同じ業界なのに強くギャップを感じました。

ー日本は夢がないというか、何だか寂しい話ですね。

そうなんです。そこで、日本の映画業界を変える・良くしていくには、既存の映画業界・映画市場の延長にはない別のアプローチが必要だと考えました。

では何をしようか?先に話したようにTikTokなどが盛り上がっている背景に加え、日本でショート映画がまだまだ認知度が低いこともあったので、これから伸びていきそうだなと注目したのです。

真冬の夜、街中で出会った男女。一夜限りの関係を持つため、女は男の家に向かうことに。でも、彼の家は都心から約3時間も離れていた…。そんな、長い道のりの先に待っていた二人の運命とは。

ビクトリア朝のある家族が特別な力を一人ずつ披露していくが……

作品・クリエイターファーストを貫くことで、ファンからの信頼を得ていく

ーSAMANSAさんは配信サービス以外にも、youtubeでの番組や最近だと航空会社とのコラボ、 映画館での上映など、様々なチャネルで積極的に活動していますが、ファン(登録者)が熱狂している理由、価値を感じているものは何だと思いますか。

やっぱりまず1つは”短い”ということ。もう1つは、他で見れない作品群を集めているということだと思います。もしSAMANSAの作品が他の配信サービスにあったらわざわざ登録する必要ないと思うので、それは大きな価値になってると思います。

あとは、SNSを通して「見たい」とか「続きが気になる」という感覚を若い世代のかたに提示できてることでしょうか。SNSでバズった作品は、プラットフォーム上でも1番再生数が伸びています。

ー配信しているクリエイターへの利益還元の話も興味深いです。

ありがとうございます。ただ、最近は前金で一律版権料として1年間の契約料をお支払いする形が多いです。サービスを始めた当初は再生数に応じてレベニューシェアしてたのですが、そうすると再生されない作品は全く利益を還元できなくなってしまう状況が起きてしまうので。まだ一部レベニューシェアをしてるクリエイターさんもいます!

ーファンとのコミュニケーション、ブランドとしてのあり方や世界観など、どういったことにこだわっているのでしょうか。

ファンというより、クリエイターファーストを大事にしていて、ありがたいことにそれがお客さんにも伝わってるかなという印象です。私たちは「世の中にまだ出てきてないけど才能のあるクリエイター・面白い作品を積極的に発掘していくこと」はブレずに続けてきています。ファンのかたがたはそんな姿勢に共感いただけているのかと。

”今年見た映画で一番面白かった映画”がショート映画になる世界を目指して

ーお話を伺っているうちにSAMANSAではどんなかたたちが働いているのか気になってきました……!働いているかたはどんなミッションを持って働いているのでしょうか。

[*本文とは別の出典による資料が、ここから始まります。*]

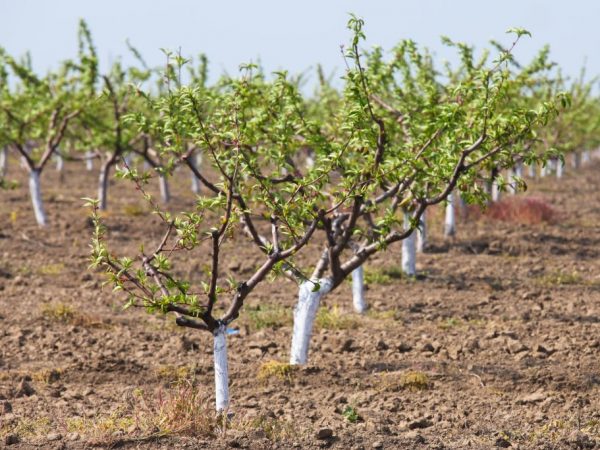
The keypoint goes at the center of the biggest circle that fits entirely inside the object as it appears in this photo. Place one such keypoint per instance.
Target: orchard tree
(406, 141)
(249, 128)
(38, 110)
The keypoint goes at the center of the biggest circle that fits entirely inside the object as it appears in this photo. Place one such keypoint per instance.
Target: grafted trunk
(409, 250)
(304, 317)
(103, 186)
(196, 161)
(358, 290)
(560, 168)
(163, 184)
(36, 196)
(221, 369)
(585, 156)
(422, 233)
(60, 163)
(450, 218)
(3, 162)
(496, 194)
(576, 162)
(89, 161)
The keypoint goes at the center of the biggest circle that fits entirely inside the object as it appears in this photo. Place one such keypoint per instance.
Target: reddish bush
(523, 210)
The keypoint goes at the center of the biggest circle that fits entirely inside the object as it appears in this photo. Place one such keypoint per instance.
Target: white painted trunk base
(576, 161)
(409, 250)
(163, 185)
(358, 290)
(450, 218)
(221, 369)
(422, 233)
(60, 163)
(560, 169)
(304, 317)
(585, 157)
(36, 197)
(89, 161)
(3, 162)
(496, 194)
(102, 189)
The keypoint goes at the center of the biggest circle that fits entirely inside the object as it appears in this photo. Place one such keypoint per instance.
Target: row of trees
(352, 170)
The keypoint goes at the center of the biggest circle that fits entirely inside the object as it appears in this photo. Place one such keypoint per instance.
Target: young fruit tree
(249, 128)
(401, 139)
(38, 111)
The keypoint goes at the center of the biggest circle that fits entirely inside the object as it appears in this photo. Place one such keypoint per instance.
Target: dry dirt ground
(496, 344)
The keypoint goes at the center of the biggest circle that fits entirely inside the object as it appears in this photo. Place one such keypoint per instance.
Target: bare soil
(495, 344)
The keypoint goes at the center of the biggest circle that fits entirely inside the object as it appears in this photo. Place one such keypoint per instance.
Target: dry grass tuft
(335, 319)
(411, 380)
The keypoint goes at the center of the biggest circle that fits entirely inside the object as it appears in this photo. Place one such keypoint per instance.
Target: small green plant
(335, 319)
(275, 369)
(561, 278)
(58, 311)
(174, 374)
(51, 269)
(273, 428)
(351, 414)
(268, 316)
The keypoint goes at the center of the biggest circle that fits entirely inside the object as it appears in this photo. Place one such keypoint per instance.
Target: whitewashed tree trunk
(576, 161)
(304, 317)
(3, 162)
(560, 168)
(310, 162)
(221, 369)
(89, 161)
(422, 233)
(358, 290)
(60, 163)
(585, 157)
(512, 187)
(35, 192)
(103, 187)
(450, 217)
(409, 250)
(196, 161)
(163, 185)
(496, 194)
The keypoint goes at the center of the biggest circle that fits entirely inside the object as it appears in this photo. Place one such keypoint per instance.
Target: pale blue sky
(293, 35)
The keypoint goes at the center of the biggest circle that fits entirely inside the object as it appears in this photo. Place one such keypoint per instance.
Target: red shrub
(523, 210)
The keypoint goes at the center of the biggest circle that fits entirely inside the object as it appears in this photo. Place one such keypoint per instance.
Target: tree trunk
(304, 317)
(450, 218)
(560, 168)
(409, 250)
(36, 196)
(576, 160)
(358, 290)
(221, 369)
(422, 233)
(163, 184)
(103, 186)
(89, 161)
(196, 161)
(585, 156)
(3, 162)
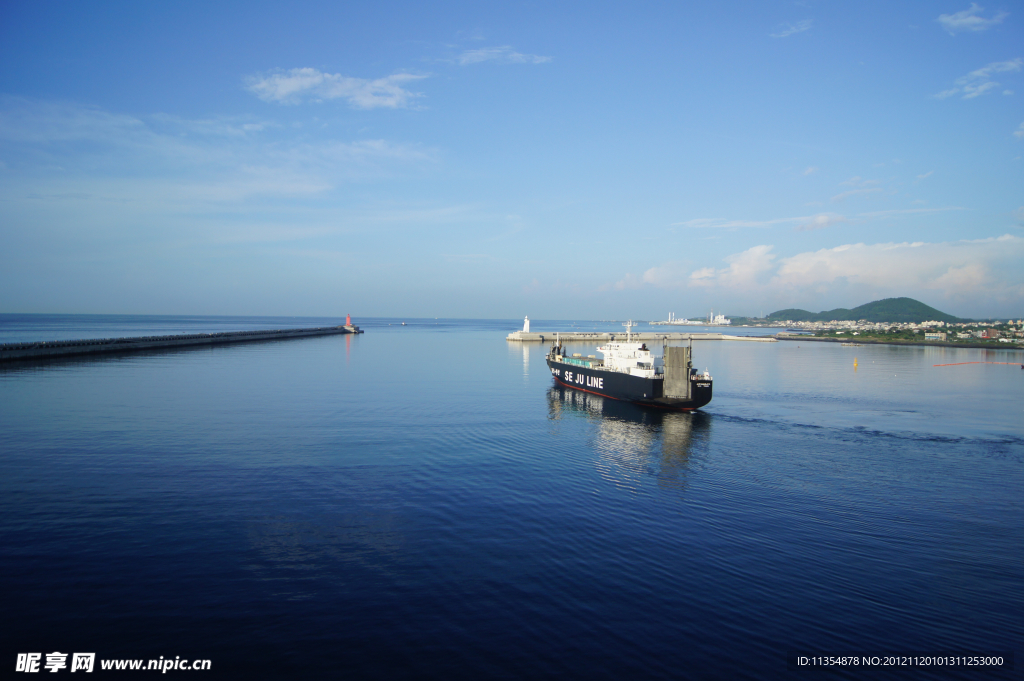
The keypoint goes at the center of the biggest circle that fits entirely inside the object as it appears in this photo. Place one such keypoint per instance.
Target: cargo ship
(627, 371)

答えになるかわからないですが、それぞれ自由に動いているかと思います。自分自身が人から言われることが嫌いなタイプなので、人にはあんまり言いたくないんです(笑)

会社としてミッション・ビジョン・バリューは提示しているものの、スタートアップでありますし、会社に縛られず自由に動いてもらいたいという思いがあります。

ー&Fans を運営する rayout もスタートアップではあるので、その考えはとてもわかります。

生産性といったことも意識しすぎて仕事がつまんなくなったら嫌だなと思うので、そこも個人に任せています。

ー生産性を求めすぎない結果みんなが楽しく仕事できる、だからこそ逆説的に仕事の結果も出る、みたいな感じでしょうか。

そうですね、そのためなるべく映画が好きな人を採用するようにしています。その軸があればちゃんとビジョンに則ってやってもらえると考えています。映画業界という、日本では決して成長産業とは言えない業界で働くには「映画好きで好きで仕方がない」、「業界を変えたい」などという強い意志を持つことがやっぱり必要なのかなと。

ーサービスとして今後どのような展開をされ、どのようなゴールを描いていますか。

抽象的な話では、今年何の映画が面白かったか?と聞いた時、多くの方が『ゴジラ-1.0』など有名なタイトルを挙げることが多い現状ですが、そのタイトル名がショート映画になるような世界を作るということを1つ掲げています。

また、既にSAMANSAが世界で1番視聴されているショート映画のサービスですが、 そのポジションを維持しつつ全世界に広げていきたいです。

ー皆が選ぶ、今年の映画!的なものにショート映画が選ばれる未来は熱い話です。

あとは、映像・映画業界に限らず、クリエイターや表現者の支援をやりたいと考えています。例えば、NIKEやレッドブルがスポーツ選手のスポンサーになっているじゃないですか。それらの表現者版をやりたいと今個人的に思ってますね。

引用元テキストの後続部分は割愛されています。